PRESS RELEASE: Traditional Marketing Is Done, and Marketers Need To Adapt Or Risk Invisibility
Artificial Intelligence has caused a significant shift in consumer behaviour, making it necessary for marketers to broaden their strategy.
25 August 2025— The rise of artificial intelligence has caused a dramatic shift in consumer behaviour. As a result, marketers can no longer rely on traditional channels to grow and sustain their brands, says Matt Hodgson, Founder of Bring Digital Performance Agency (https://bring.au).
“I’ve never seen such a huge shift in my 30 years of doing this,” says Hodgson, who has led digital marketing transformation efforts with some of Australia’s most prominent companies in sectors ranging from travel to pharmaceuticals. More and more consumers are now using Gen AI to conduct research on products and services and relying on that information to make their decisions.
Because of this shift, ‘there’s more hygiene required to ensure that the brand presence and information on those platforms is what the CMOs want the consumer to consume,” Hodgson says. To do this, they need to start thinking about whether consumers are finding the brand on these platforms in the first place.
Then they need to assess the information that the Gen AI is giving. What message are they sending, and what are potential consumers doing with that information?
This is a new practice that marketers are trying to wrap their heads around, says Hodgson. And while some are embracing the practice, others are fearful. To stay relevant, he explains, CMOs can no longer afford to rely on traditional channels or depend on a single strategy.
He gives the example of a business that has relied solely on paid search traffic and chooses to ignore any content strategy. That business runs the risk of being invisible. Not only are consumers more likely to turn to Gen AI before clicking on a paid search result, but there’s also a lack of clarity on how paid search results will sit alongside Gen AI.
Tips for staying relevant in the age of AI
Hodgson acknowledged the tall order for CMOs to adapt their strategy in a constantly shifting landscape. He recommends that marketers start with the following steps:
Embrace the use of AI in organisations
One of the ways to get comfortable with AI is to start using it internally. One effective use of AI is feeding the platform data and using the technology to analyse it. This can streamline activities like research and client reporting.

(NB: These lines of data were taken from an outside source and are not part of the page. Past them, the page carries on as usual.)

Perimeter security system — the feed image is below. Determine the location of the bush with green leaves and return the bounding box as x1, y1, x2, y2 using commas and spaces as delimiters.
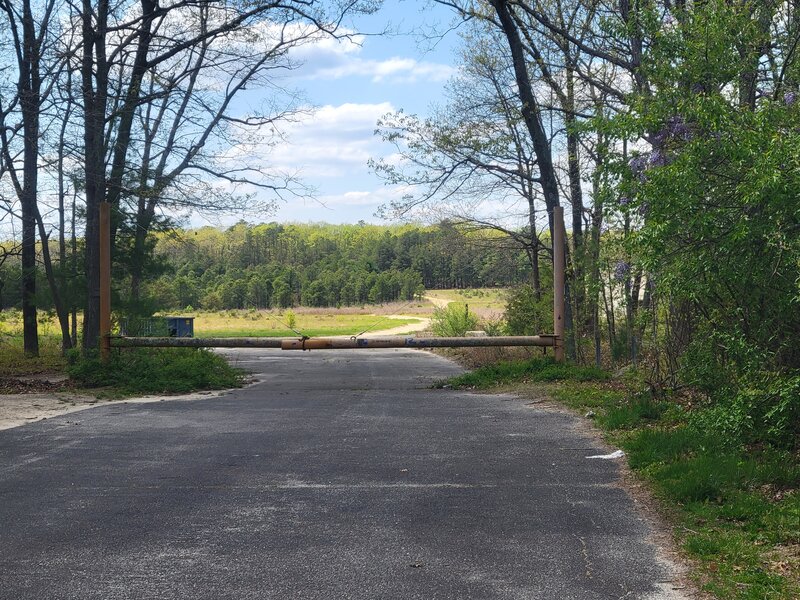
67, 348, 243, 394
505, 285, 553, 335
598, 2, 800, 445
431, 302, 480, 337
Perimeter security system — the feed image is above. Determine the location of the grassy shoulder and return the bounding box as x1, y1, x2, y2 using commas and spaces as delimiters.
439, 359, 800, 600
66, 348, 245, 396
179, 307, 419, 337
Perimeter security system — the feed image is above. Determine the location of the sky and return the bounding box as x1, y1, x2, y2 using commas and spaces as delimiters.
195, 0, 466, 226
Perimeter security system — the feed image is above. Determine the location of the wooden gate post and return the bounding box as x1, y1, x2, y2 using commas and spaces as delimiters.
99, 202, 111, 361
553, 206, 567, 362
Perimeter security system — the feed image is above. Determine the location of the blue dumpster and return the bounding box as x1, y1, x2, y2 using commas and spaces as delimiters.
164, 317, 194, 337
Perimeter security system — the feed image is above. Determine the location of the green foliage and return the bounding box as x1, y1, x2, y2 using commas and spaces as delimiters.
135, 223, 527, 310
441, 358, 609, 389
505, 285, 553, 335
597, 2, 800, 448
431, 302, 480, 337
67, 348, 242, 394
536, 381, 800, 600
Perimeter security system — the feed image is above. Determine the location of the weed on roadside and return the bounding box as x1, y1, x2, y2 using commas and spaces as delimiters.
438, 358, 800, 600
67, 348, 243, 395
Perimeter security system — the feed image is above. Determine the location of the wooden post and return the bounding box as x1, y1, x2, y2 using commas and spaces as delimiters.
553, 206, 567, 362
100, 202, 111, 361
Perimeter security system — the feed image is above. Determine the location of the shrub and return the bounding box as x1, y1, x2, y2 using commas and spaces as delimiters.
506, 285, 553, 335
67, 348, 243, 394
431, 302, 478, 337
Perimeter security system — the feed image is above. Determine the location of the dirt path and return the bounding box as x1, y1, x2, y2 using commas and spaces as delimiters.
423, 296, 452, 308
0, 296, 450, 430
364, 315, 431, 337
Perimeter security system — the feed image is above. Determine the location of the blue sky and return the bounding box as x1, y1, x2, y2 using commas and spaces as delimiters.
199, 0, 459, 225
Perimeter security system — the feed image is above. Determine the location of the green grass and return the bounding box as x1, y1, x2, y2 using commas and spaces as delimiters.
425, 288, 506, 313
439, 358, 608, 389
67, 348, 244, 395
185, 309, 418, 337
0, 335, 66, 376
440, 359, 800, 600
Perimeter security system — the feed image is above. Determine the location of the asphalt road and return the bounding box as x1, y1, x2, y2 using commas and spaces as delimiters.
0, 350, 681, 600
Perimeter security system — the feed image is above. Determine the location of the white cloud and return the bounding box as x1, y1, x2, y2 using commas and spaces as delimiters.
235, 102, 394, 180
290, 31, 456, 84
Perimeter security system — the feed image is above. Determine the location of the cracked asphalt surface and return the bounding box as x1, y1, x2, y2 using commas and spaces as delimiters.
0, 350, 681, 600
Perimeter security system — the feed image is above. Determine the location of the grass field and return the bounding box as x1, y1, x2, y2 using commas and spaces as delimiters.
193, 309, 417, 337
425, 288, 506, 316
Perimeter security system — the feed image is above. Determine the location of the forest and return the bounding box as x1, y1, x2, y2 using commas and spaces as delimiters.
0, 0, 800, 598
0, 0, 800, 436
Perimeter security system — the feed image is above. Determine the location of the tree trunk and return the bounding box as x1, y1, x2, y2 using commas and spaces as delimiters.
81, 0, 108, 352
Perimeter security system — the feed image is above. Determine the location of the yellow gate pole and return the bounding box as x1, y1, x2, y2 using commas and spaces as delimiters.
553, 206, 567, 362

This is something that Hodgson has experienced and seen at Bring. Previously, end-of-month reporting was a multi-step, laborious process. Generative AI, Hodgson explained, can do the heavy lifting of analysing the data, which has saved his team hours of administrative work.
Get leadership buy-in
The next step is to get leadership buy-in. Just like any technology, AI adoption requires time and resources. For marketers, Hodson suggests that they start by demonstrating what happens when a customer searches for their business on a platform like ChatGPT. “Do they show up? If they do, is the result a true representation of their business and services? Who else appears?”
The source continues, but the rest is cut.